Ya'nî ey ârif, sana hazret-i kudsten ve Cenâb-ı İlâhî’den fâiz olan (kazandığın, nail olduğun) ilhâm gayra (başkadan) ilkâ (ilham) olunmaz;  çünkü senin vücûdun Hakk'ın gayrı (Hakk’tan ayrı, başka) de­ğildir. Sen Rabb-i hâssın (öz Rabb’in) olan ism-i İlâhî’nin (İlâhî ismin, esmanın) sûretisin ve ism-i İlâhî ise, isim sâhibinin gayrı (sahibinden başka) değildir.
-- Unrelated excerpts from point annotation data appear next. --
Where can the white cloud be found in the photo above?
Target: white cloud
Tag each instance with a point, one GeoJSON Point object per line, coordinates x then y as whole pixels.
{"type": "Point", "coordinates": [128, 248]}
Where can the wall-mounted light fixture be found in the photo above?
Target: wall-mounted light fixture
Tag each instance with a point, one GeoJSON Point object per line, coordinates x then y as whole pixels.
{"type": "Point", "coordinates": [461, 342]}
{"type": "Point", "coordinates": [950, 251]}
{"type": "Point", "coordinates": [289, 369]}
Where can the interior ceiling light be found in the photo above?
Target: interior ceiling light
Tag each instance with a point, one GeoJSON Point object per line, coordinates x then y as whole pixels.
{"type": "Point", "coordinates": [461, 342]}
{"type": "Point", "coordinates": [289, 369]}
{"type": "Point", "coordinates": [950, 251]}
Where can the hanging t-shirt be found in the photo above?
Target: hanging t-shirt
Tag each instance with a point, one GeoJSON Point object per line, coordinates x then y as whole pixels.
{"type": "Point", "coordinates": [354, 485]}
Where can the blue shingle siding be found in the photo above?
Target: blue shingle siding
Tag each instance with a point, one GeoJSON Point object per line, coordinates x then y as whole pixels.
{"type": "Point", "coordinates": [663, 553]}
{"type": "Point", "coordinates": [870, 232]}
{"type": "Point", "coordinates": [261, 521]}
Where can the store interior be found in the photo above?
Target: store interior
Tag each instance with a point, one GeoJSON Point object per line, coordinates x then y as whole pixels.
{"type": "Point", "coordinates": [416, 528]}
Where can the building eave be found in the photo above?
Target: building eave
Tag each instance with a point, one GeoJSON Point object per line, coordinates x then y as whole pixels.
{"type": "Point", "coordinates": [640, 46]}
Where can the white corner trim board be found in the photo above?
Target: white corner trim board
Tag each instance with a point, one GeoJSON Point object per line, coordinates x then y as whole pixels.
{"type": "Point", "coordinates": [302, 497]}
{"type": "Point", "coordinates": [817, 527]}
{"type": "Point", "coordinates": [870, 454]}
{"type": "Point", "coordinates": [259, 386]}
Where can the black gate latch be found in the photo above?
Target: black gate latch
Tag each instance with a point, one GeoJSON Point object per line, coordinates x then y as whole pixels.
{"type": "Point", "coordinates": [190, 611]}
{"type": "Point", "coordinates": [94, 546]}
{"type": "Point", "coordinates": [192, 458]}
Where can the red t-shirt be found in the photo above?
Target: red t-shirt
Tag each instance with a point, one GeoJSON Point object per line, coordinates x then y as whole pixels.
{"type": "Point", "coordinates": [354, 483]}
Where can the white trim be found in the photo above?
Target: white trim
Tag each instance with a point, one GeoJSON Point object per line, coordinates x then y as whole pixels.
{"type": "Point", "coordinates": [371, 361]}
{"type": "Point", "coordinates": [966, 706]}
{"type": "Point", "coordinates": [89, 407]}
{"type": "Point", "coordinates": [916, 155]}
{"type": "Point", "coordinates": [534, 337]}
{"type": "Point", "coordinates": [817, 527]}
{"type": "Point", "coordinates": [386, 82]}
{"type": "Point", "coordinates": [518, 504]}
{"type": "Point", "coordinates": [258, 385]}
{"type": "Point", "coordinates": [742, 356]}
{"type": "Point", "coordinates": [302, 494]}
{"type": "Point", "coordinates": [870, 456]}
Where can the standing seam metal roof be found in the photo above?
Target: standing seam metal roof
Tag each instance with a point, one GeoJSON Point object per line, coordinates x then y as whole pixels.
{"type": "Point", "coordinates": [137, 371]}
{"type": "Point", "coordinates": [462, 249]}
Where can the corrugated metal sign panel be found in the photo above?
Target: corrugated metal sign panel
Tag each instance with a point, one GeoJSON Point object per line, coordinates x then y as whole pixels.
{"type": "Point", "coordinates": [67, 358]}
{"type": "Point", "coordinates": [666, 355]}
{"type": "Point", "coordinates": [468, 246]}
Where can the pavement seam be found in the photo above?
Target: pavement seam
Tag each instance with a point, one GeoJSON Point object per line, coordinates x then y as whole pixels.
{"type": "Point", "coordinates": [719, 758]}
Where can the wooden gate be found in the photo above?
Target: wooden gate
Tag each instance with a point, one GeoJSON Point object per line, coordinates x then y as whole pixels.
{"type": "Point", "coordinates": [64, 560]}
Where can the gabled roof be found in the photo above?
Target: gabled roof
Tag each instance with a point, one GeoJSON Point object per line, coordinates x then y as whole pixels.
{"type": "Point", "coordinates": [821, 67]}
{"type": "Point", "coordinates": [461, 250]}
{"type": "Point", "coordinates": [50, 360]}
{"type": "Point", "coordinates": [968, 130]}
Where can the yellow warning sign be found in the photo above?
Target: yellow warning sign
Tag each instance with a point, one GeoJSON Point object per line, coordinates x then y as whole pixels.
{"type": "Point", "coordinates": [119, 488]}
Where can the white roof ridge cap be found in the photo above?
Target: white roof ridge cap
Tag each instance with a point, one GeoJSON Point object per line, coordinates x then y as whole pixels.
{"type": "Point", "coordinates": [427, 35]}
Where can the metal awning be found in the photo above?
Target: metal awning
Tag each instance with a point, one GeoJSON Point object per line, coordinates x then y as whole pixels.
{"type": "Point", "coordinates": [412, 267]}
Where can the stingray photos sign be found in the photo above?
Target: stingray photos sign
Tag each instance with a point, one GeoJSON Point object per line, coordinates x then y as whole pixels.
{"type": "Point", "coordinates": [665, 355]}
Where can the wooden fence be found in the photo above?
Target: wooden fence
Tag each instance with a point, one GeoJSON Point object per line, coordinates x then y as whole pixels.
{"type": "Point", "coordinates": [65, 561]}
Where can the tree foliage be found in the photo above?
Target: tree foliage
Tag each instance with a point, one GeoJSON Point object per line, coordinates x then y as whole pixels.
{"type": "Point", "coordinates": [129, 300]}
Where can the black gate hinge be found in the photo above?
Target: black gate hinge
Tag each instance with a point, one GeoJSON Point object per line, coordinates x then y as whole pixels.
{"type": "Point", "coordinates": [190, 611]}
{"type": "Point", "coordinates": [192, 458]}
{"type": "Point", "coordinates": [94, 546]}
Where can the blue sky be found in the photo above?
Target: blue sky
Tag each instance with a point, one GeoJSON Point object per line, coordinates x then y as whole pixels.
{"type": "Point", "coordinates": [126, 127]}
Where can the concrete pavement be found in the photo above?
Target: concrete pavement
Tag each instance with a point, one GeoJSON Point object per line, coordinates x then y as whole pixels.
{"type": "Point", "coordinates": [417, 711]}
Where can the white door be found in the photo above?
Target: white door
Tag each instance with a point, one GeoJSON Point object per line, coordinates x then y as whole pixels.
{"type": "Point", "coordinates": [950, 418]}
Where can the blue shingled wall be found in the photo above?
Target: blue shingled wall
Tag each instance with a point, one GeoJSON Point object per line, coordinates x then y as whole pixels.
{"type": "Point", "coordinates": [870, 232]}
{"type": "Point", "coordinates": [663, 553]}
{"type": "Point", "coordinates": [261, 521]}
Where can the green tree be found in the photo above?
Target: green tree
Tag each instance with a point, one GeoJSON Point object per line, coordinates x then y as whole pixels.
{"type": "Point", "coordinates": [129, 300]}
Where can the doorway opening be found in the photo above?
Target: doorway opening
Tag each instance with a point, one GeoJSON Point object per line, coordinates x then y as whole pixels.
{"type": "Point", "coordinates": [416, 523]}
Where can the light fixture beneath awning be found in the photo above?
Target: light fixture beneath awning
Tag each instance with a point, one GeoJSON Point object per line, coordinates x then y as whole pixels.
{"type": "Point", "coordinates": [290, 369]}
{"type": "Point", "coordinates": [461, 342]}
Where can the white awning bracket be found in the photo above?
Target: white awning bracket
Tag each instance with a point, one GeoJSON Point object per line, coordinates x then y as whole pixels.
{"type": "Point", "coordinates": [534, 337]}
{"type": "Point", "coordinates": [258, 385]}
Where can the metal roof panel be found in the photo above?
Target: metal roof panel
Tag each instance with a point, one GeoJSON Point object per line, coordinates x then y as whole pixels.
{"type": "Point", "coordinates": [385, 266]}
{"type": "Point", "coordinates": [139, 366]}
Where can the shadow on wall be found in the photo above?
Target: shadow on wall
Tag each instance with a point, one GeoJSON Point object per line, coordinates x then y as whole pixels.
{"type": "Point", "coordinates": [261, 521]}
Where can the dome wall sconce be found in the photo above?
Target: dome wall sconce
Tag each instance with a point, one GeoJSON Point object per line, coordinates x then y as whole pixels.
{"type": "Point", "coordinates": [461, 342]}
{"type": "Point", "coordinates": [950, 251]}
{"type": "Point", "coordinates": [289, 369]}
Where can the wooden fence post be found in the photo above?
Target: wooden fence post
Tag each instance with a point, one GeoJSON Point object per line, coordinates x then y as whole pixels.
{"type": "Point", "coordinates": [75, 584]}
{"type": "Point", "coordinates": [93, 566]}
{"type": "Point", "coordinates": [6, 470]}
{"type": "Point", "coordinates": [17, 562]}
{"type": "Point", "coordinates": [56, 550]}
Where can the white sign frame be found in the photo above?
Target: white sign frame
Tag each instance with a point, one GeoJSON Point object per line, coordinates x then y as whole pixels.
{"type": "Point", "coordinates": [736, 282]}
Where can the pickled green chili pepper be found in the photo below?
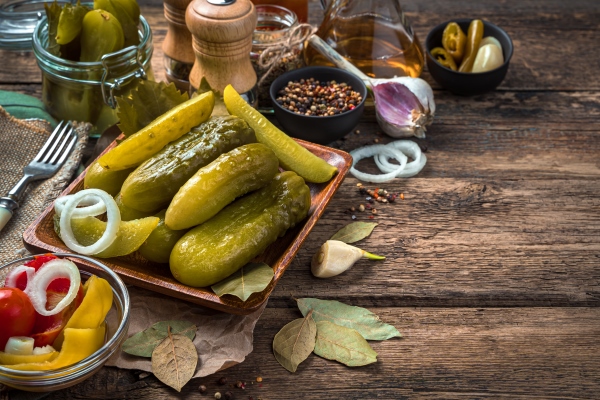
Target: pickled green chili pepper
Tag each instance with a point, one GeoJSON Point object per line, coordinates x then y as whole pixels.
{"type": "Point", "coordinates": [474, 36]}
{"type": "Point", "coordinates": [454, 41]}
{"type": "Point", "coordinates": [442, 56]}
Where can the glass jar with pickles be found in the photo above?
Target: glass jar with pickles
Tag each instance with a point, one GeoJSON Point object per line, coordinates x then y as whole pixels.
{"type": "Point", "coordinates": [85, 90]}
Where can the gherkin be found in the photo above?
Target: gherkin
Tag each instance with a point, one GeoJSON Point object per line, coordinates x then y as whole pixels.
{"type": "Point", "coordinates": [128, 14]}
{"type": "Point", "coordinates": [70, 22]}
{"type": "Point", "coordinates": [101, 34]}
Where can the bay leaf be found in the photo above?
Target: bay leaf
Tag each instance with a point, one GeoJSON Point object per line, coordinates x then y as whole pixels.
{"type": "Point", "coordinates": [174, 361]}
{"type": "Point", "coordinates": [294, 342]}
{"type": "Point", "coordinates": [143, 343]}
{"type": "Point", "coordinates": [362, 320]}
{"type": "Point", "coordinates": [354, 232]}
{"type": "Point", "coordinates": [345, 345]}
{"type": "Point", "coordinates": [251, 278]}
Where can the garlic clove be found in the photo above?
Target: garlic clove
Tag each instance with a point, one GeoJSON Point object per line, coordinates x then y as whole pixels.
{"type": "Point", "coordinates": [19, 345]}
{"type": "Point", "coordinates": [333, 258]}
{"type": "Point", "coordinates": [488, 57]}
{"type": "Point", "coordinates": [490, 40]}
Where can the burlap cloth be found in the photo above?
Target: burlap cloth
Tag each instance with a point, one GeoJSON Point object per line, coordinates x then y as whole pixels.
{"type": "Point", "coordinates": [20, 141]}
{"type": "Point", "coordinates": [222, 340]}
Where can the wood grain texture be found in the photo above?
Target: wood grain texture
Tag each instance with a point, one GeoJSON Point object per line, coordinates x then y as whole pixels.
{"type": "Point", "coordinates": [446, 353]}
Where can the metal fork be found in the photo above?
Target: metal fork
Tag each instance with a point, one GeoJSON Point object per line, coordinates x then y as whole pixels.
{"type": "Point", "coordinates": [45, 164]}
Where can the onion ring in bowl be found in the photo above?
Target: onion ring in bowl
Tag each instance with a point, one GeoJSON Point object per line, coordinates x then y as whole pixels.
{"type": "Point", "coordinates": [93, 206]}
{"type": "Point", "coordinates": [51, 270]}
{"type": "Point", "coordinates": [373, 150]}
{"type": "Point", "coordinates": [112, 226]}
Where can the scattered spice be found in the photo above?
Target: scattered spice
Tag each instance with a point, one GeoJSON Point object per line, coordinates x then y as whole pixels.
{"type": "Point", "coordinates": [313, 98]}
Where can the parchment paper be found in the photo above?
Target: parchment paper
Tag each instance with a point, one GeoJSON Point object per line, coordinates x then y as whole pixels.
{"type": "Point", "coordinates": [222, 340]}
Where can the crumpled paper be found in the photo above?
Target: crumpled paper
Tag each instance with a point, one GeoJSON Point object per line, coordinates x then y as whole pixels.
{"type": "Point", "coordinates": [222, 340]}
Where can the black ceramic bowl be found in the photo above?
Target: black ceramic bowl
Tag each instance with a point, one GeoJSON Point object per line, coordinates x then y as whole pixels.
{"type": "Point", "coordinates": [464, 83]}
{"type": "Point", "coordinates": [321, 130]}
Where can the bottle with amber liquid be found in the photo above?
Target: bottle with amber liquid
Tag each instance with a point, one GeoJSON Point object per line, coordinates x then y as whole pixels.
{"type": "Point", "coordinates": [374, 35]}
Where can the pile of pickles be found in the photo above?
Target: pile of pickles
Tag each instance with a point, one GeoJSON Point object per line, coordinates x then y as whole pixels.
{"type": "Point", "coordinates": [468, 53]}
{"type": "Point", "coordinates": [78, 33]}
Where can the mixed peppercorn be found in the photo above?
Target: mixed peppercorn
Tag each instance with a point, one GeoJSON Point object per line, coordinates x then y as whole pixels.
{"type": "Point", "coordinates": [318, 98]}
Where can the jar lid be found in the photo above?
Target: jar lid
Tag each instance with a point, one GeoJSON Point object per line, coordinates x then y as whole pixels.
{"type": "Point", "coordinates": [18, 19]}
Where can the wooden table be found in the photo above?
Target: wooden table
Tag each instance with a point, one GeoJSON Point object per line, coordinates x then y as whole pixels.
{"type": "Point", "coordinates": [493, 258]}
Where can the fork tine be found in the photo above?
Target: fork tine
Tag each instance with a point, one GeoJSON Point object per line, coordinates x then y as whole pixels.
{"type": "Point", "coordinates": [64, 133]}
{"type": "Point", "coordinates": [67, 150]}
{"type": "Point", "coordinates": [70, 137]}
{"type": "Point", "coordinates": [48, 142]}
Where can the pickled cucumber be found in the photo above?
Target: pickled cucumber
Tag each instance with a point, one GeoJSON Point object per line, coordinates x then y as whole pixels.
{"type": "Point", "coordinates": [107, 180]}
{"type": "Point", "coordinates": [128, 213]}
{"type": "Point", "coordinates": [154, 183]}
{"type": "Point", "coordinates": [161, 241]}
{"type": "Point", "coordinates": [214, 250]}
{"type": "Point", "coordinates": [101, 33]}
{"type": "Point", "coordinates": [128, 14]}
{"type": "Point", "coordinates": [213, 187]}
{"type": "Point", "coordinates": [70, 22]}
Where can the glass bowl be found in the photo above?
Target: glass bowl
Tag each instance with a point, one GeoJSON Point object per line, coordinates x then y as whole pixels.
{"type": "Point", "coordinates": [117, 323]}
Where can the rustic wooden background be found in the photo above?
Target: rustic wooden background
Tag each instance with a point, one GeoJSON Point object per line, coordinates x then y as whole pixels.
{"type": "Point", "coordinates": [493, 258]}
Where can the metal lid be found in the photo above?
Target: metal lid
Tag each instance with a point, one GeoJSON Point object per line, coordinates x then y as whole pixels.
{"type": "Point", "coordinates": [18, 19]}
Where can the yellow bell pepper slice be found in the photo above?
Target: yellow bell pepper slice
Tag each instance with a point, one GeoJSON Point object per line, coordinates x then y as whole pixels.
{"type": "Point", "coordinates": [11, 359]}
{"type": "Point", "coordinates": [92, 311]}
{"type": "Point", "coordinates": [78, 344]}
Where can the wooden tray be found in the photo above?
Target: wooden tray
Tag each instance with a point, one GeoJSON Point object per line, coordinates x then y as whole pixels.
{"type": "Point", "coordinates": [136, 270]}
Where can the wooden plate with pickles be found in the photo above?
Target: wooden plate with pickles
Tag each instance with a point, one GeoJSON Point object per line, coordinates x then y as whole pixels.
{"type": "Point", "coordinates": [40, 236]}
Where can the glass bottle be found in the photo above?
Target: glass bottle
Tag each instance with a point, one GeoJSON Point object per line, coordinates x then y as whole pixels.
{"type": "Point", "coordinates": [85, 91]}
{"type": "Point", "coordinates": [374, 35]}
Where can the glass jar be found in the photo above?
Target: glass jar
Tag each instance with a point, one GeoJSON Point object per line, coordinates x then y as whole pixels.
{"type": "Point", "coordinates": [85, 91]}
{"type": "Point", "coordinates": [277, 46]}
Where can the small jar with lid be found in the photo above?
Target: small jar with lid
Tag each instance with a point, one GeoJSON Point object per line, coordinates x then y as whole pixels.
{"type": "Point", "coordinates": [86, 91]}
{"type": "Point", "coordinates": [277, 45]}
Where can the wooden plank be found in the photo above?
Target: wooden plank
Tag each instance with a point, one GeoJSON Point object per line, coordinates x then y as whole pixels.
{"type": "Point", "coordinates": [445, 354]}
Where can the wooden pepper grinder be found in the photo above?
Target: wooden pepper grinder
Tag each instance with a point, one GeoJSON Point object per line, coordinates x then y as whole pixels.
{"type": "Point", "coordinates": [179, 54]}
{"type": "Point", "coordinates": [222, 40]}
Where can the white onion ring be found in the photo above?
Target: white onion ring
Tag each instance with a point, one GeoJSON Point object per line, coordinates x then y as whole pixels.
{"type": "Point", "coordinates": [112, 226]}
{"type": "Point", "coordinates": [93, 206]}
{"type": "Point", "coordinates": [409, 148]}
{"type": "Point", "coordinates": [370, 151]}
{"type": "Point", "coordinates": [53, 269]}
{"type": "Point", "coordinates": [11, 278]}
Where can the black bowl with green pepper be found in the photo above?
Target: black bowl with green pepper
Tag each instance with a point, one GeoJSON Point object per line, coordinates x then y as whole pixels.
{"type": "Point", "coordinates": [467, 83]}
{"type": "Point", "coordinates": [305, 112]}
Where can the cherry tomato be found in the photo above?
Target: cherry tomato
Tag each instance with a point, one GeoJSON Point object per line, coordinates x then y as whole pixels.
{"type": "Point", "coordinates": [16, 313]}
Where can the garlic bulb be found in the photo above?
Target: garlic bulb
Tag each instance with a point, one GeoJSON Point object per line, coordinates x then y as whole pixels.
{"type": "Point", "coordinates": [335, 257]}
{"type": "Point", "coordinates": [404, 106]}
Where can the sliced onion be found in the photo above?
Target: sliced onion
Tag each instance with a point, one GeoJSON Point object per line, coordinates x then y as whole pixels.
{"type": "Point", "coordinates": [93, 206]}
{"type": "Point", "coordinates": [409, 148]}
{"type": "Point", "coordinates": [53, 269]}
{"type": "Point", "coordinates": [370, 151]}
{"type": "Point", "coordinates": [112, 226]}
{"type": "Point", "coordinates": [11, 279]}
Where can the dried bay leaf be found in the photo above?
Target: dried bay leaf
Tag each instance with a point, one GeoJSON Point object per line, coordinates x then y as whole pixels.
{"type": "Point", "coordinates": [143, 343]}
{"type": "Point", "coordinates": [294, 342]}
{"type": "Point", "coordinates": [354, 232]}
{"type": "Point", "coordinates": [251, 278]}
{"type": "Point", "coordinates": [360, 319]}
{"type": "Point", "coordinates": [174, 360]}
{"type": "Point", "coordinates": [148, 101]}
{"type": "Point", "coordinates": [345, 345]}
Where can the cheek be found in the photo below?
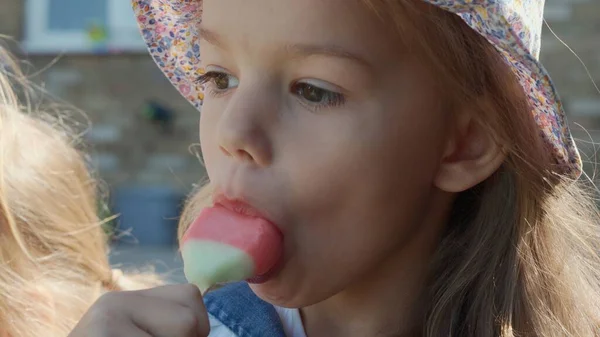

Bu sûrette (şekilde) fâiz olan (kazanılan) ilhâm, ancak senden sana ilkâ (ilham) olunur. Ve kezâ cemî'-i ibâd (bütün kullar) dahi, ayrı ayrı birer ismin terbiyesi altındadır. Ve bu isimlerin kâffesi (hepsi), müsemmâ i'tibâ­riyle (isimlenen bakımından) müttehiddir (birleşmiş, bir olmuş, aynıdır) ve müsemmânın (isimlenenin) aynıdır. Binâenaleyh (nitekim) sen, senden sana fâiz (nail) olan ilhâmı, muhtelifü's-suver (farklı, farklı suretler) olan ibâda (kullara) ilkâ (telkin) ettiğin va­kit, yine ağyâra (Hakk’tan başkasına) ilkâ (telkin, ilham) etmiş olmazsın. Zîrâ vücûdda ağyâr (Hakk’tan başka, masiva) yoktur; bu, ârifin hâlidir. Gâfil ise Hakk'ın vücûdunu ve kendi vücûdunu  ve sâir halkın (diğer yaratılmışların) vücûdunu yekdîğerinden (bir diğerinden) ayrı görür. Beyt:

Ey dil bu yeter iki cihanda sana iz'ân
Birdir, bir iki olmağa yok, bilmiş ol, imkân

Hak söyleyicek sende, senin ortada , nen var?
Âlemde senin "ben" dediğindir sana noksan.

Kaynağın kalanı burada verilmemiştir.